You should not try to use Hadoop as a “drop-in” replacement of your current (R)DBMS. That said it is still possible to utilize the power of cluster computing while circumventing its weaknesses when it comes to ad-hoc or real-time queries. We use Hadoop as an on-line system tightly integrated with our application and use it for both, long-running analytical queries and ad-hoc style queries.
In the mindset of a “traditional” database engineer one of the biggest concerns about Hadoop, or MapReduce in conjunction with a distributed file system in general, is the lack of indexes. Set aside that the debate “(R)DBMS vs MapReduce” is most of the time superfluous and sometimes almost leads to religious debates, the absence of a thing like an index is one the biggest hurdles you face when migrating data from a traditional DBMS.
Even though you will love the ability to view your data in any way you want without caring about its structure, at some point you feel that it is not right to always scan you 45TB of log files. (Even though it is soooo easy…).
Brute force is easy. Brute force is bad.
When we began migrating all those TBs of log-style data from our huge MySQL installations to Hadoop we did a lot of testing. We tested everything from Hadoop and MapReduce settings to different MapReduce abstractions like PIG, Cascading, Hive and others. There was this huge mass of data grinning at us and waited to be analysed in multiple ways, from “online” real-time access to “offline” decision making analysis. Due to our multiple views on the same data we came to this conclusion quite quickly: “Brute force is easy. Brute force is bad.” Yes, we can optimize our Hadoop installations and we can choose the really best query mechanism (actually we ended up writing our own), but it will not make things noticeably faster if you continue scanning all of our data all of the time.

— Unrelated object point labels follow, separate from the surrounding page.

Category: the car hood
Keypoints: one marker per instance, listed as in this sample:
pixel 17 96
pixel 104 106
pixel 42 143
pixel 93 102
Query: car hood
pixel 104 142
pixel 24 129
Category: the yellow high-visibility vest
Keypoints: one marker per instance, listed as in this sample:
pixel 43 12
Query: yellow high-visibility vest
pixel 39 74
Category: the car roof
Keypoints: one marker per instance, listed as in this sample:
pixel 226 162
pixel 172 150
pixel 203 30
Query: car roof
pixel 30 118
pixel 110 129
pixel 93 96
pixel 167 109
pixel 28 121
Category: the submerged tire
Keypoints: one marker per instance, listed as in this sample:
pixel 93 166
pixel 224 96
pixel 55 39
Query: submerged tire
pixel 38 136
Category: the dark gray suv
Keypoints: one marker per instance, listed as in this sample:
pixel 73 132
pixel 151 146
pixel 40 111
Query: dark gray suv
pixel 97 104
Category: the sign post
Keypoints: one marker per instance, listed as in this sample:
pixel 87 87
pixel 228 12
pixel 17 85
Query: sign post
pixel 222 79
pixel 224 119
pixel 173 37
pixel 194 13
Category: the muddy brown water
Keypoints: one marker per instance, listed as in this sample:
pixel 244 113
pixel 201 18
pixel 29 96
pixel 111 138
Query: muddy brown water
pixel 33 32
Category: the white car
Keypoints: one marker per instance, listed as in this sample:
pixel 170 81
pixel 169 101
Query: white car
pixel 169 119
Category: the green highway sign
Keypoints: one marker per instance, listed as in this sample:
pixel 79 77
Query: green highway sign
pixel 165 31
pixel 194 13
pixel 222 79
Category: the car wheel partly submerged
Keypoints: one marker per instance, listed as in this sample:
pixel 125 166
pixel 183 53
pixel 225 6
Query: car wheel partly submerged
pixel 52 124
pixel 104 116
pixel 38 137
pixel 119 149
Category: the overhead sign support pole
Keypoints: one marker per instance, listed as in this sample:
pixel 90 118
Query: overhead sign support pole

Partitions are (sometimes) the better indexes
So, why are you using indexes (in the context of data retrieval)? I know why we did and do. It is all about primary key lookup and data clustering. Say you have the following table (MySQL):
CREATE TABLE ORDER (
id INT
NOT NULL,
product INT
NOT NULL,
customer INT
NOT NULL,
amount FLOAT
NOT NULL,
orderDate DATE
NOT NULL,
PRIMARY KEY(id),
INDEX idx_product_customer(product, customer),
INDEX idx_customer(customer)
)
Just a simple order log with an unique identifier (id) and a single associated product and customer. Since we want to view our data from different perspectives we added two additional indexes on product and customer. (In this example we need two indexes because MySQL can only use the leftmost prefix of an index.)
Dumping the whole table as a single CSV-file into your Hadoop cluster would mean that you always have to use what (R)DBMS call a “full table scan”. It would be pretty much the same like removing all indexes from your MySQL-table. Try to search for all products a customer ordered without the index idx_product_customer. (In fact Hadoop would perform this full table scan an order of magnitude faster.) But it would be ridiculous to remove all indexes from your table. But that is actually what you did when you exported the whole table into a flat-file!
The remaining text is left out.